1. First, we create an S3 bucket (`cloudtrail_logs_bucket`) to store the logs that CloudTrail generates. This bucket will collect all the logs of API calls, making them available for review or use in other auditing and security tools.

2. Next, we configure CloudTrail (`cloudtrail`) to monitor and log all actions executed by IAM users. We've enabled the trail for multi-region and global service events to ensure wide-ranging coverage for our audit. With `event_selectors`, we specifically target actions involving IAM users, setting `read_write_type` to All to log every read and write event related to them.

3. We then set up a CloudWatch Event Rule (`iam_user_activity_rule`) to watch for specific IAM User activities such as login attempts or changes to credentials.

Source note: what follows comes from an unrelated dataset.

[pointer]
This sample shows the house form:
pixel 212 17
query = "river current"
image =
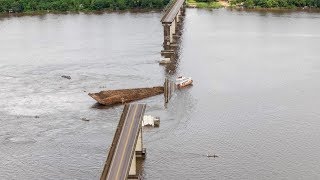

The `event_pattern` specifies the source and type of events we're interested in.

4. After defining the rule, we prepare an Amazon Simple Notification Service (SNS) topic (`iam_user_activity_sns_topic`) which will be the target for our EventBridge rule. We wire the EventBridge rule to this topic by specifying the SNS topic's ARN in an Event Target (`iam_user_activity_rule_target`).

5. Finally, we output the S3 bucket URL, which is the endpoint where all CloudTrail logs for the account will be stored. You can access this URL to review the logs as needed.

With this setup in place, you can start to monitor IAM user activity for any security concerns and ensure proper audit trails are in place for compliance. This is a great starting point to build more robust security and auditing mechanisms depending on your organizational requirements.